88 Dakikalık Bir Şaka

Filmler
Bir şakayı alıp tadını kaçırmadan uzun metrajlı film süresine yayabilmek herkesin harcı değil. Hikâye bitene kadar o muzip kafadan vazgeçmemek, kahramanlarla dalga geçebilmek, bir anlatı oluştur...
EMOJİLE

Bir şakayı alıp tadını kaçırmadan uzun metrajlı film süresine yayabilmek herkesin harcı değil.

Hikâye bitene kadar o muzip kafadan vazgeçmemek, kahramanlarla dalga geçebilmek, bir anlatı oluştururken düşülebilecek tuzaklardan kaçınmak gerekli.

Çok konuşan filmlerin, gençlik jargonunun piri Kevin Smith, bir korku hikâyesini perdeye getirmeye karar verdiğinde de beklentiler bu yönde oluyor kuşkusuz. Ve neyse ki Smith, beklentileri boşa çıkartmıyor.

90’lar kuşağının birçok kültüne imza atmış (‘Clerks’, ‘Chasing Amy’) yönetmen, senarist, yapımcı, oyuncu Kevin Smith’in ABD’de herhangi bir firmayla anlaşmayı reddedip kendi eliyle dağıtacağını açıklamasıyla olay yaratan filmi ‘Red State / Şeytanın İni’, ABD’li haletiruhiyesini ti’ye alan 88 dakikalık bir şaka.

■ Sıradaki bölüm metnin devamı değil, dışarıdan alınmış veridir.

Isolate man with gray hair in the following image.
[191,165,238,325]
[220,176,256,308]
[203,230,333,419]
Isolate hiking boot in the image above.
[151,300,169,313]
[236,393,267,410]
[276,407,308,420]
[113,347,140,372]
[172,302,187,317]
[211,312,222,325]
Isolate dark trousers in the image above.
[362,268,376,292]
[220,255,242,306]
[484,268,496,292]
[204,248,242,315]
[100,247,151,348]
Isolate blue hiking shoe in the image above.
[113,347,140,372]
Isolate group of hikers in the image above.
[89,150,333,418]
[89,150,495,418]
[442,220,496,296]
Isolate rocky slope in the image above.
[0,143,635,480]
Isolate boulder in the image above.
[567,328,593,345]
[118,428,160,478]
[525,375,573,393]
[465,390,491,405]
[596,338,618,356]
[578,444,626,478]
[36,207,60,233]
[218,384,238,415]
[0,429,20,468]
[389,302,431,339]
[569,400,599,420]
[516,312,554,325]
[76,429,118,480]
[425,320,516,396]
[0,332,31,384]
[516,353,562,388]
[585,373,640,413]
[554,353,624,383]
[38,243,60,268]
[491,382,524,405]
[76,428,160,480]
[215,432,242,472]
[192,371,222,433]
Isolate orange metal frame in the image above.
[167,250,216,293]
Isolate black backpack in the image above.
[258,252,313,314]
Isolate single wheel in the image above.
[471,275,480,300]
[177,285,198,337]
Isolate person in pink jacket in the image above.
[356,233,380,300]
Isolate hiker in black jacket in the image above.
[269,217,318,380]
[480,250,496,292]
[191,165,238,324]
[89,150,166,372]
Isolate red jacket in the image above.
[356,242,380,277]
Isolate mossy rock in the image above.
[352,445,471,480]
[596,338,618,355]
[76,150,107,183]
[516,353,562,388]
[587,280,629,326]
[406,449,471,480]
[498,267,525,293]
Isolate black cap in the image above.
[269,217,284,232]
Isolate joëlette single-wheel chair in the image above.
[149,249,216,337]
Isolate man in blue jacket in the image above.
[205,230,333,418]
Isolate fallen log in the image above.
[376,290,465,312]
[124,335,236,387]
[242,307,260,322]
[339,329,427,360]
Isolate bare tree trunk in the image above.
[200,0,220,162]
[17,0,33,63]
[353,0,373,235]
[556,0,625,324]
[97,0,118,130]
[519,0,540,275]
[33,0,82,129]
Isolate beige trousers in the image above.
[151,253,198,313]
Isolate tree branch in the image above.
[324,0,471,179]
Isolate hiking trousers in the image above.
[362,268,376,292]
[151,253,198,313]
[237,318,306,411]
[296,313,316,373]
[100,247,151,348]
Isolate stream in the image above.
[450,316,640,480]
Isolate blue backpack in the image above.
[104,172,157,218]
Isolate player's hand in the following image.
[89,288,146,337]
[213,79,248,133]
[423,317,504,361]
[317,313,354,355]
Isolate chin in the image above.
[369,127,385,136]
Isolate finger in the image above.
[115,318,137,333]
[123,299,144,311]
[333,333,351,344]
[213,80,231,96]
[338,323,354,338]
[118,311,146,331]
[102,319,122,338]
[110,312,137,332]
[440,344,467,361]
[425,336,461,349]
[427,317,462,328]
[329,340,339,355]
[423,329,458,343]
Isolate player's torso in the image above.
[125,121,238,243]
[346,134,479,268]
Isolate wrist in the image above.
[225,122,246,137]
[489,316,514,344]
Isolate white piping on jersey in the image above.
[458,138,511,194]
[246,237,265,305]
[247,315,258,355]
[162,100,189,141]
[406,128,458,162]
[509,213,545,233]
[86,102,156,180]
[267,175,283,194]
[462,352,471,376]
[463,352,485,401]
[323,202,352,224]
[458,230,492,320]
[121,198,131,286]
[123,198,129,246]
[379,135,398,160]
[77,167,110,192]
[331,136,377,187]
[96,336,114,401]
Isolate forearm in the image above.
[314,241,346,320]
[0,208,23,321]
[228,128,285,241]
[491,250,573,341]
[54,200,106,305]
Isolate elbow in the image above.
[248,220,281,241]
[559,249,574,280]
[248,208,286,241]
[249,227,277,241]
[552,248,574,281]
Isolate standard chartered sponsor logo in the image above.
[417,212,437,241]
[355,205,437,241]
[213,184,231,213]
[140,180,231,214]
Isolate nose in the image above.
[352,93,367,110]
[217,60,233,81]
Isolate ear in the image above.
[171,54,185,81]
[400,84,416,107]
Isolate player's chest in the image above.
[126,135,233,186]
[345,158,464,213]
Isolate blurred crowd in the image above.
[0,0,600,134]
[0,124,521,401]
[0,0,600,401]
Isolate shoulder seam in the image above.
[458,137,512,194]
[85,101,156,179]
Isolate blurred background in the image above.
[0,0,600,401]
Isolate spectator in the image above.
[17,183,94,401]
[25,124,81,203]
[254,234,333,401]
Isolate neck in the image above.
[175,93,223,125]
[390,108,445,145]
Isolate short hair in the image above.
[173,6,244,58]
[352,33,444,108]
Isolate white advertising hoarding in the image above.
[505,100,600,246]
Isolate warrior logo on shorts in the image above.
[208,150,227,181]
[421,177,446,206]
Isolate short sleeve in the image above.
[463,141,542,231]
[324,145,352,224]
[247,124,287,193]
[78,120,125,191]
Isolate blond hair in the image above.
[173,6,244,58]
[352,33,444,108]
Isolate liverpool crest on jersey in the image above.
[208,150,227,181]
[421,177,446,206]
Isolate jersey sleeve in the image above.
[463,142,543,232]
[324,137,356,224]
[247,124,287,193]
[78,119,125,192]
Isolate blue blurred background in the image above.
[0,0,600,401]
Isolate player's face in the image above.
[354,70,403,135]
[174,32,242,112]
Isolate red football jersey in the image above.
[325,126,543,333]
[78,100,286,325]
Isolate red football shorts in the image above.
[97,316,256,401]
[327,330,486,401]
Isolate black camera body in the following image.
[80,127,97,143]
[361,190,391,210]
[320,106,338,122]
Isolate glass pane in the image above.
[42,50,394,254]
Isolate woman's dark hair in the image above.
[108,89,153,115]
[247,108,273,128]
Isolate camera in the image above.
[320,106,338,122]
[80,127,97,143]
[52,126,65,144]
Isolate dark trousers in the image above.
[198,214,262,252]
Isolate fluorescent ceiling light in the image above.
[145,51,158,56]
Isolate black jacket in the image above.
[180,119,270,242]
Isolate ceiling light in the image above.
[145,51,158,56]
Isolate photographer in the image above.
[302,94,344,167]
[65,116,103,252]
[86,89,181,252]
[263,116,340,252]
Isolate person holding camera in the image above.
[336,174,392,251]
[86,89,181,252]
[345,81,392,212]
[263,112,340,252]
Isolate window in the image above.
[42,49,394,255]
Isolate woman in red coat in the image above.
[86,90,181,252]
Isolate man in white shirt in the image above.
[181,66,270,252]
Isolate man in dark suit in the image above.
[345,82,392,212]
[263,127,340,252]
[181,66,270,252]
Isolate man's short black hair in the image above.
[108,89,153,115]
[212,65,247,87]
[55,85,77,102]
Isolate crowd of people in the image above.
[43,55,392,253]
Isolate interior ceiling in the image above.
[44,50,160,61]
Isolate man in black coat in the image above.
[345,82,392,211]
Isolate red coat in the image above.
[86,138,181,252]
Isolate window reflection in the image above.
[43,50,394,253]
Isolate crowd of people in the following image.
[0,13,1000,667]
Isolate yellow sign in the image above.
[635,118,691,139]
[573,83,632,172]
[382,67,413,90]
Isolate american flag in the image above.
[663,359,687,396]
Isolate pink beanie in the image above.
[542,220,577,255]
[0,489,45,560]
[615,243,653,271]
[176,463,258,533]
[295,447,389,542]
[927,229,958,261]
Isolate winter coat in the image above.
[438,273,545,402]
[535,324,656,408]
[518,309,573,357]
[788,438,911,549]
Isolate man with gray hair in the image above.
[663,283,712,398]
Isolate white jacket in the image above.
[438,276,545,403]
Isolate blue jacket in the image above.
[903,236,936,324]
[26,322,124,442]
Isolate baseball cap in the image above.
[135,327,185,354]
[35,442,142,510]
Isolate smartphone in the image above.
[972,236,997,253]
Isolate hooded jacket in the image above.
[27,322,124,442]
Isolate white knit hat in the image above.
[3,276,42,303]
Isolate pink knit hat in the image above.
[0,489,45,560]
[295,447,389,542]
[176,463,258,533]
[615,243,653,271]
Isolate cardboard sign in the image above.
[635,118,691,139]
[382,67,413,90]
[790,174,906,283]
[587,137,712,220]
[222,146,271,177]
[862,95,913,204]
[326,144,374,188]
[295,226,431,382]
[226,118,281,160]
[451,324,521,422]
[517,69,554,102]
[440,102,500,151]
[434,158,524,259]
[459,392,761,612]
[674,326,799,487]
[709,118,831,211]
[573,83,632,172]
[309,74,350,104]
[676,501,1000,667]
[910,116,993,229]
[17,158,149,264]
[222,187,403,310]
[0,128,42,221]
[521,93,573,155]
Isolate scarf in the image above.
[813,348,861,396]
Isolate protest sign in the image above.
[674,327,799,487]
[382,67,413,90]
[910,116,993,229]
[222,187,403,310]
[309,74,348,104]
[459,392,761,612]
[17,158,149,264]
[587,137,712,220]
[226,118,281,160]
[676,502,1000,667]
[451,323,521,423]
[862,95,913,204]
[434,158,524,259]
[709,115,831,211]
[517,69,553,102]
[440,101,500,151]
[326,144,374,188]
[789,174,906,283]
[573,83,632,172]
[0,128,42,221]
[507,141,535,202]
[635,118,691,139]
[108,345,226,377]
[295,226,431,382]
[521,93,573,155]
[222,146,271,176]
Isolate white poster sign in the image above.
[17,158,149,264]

Bu şakayı tetikleyen, internette tanıştıkları bir kadınla orji yapmak için yola çıkan ve kendilerini homofobik bir tarikatın kurbanları olarak bulan üç liseli genç. Smith’in diyaloglarındaki sınır tanımaz tavır bu üç gencin aralarındaki konuşmaların da belkemiğini oluşturuyor.

Belli ki Smith, birkaç ‘edepsiz’ kelimeye sığdırılamayacak doğallıktaki gençlik jargonunu perdeye getirme konusunda hâlâ rakipsiz.

Ama daha da önemlisi, ‘Şeytanın İni’nin konusu ‘Clerks’te veya ‘Chasing Amy’deki gündelik hayatın sınırlarını aşıp ölüm kalım savaşına, ABD’nin tutuculuğu, terörizm paranoyası gibi ağır meselelere gelince de Smith, bu rahat tavrından vazgeçmiyor.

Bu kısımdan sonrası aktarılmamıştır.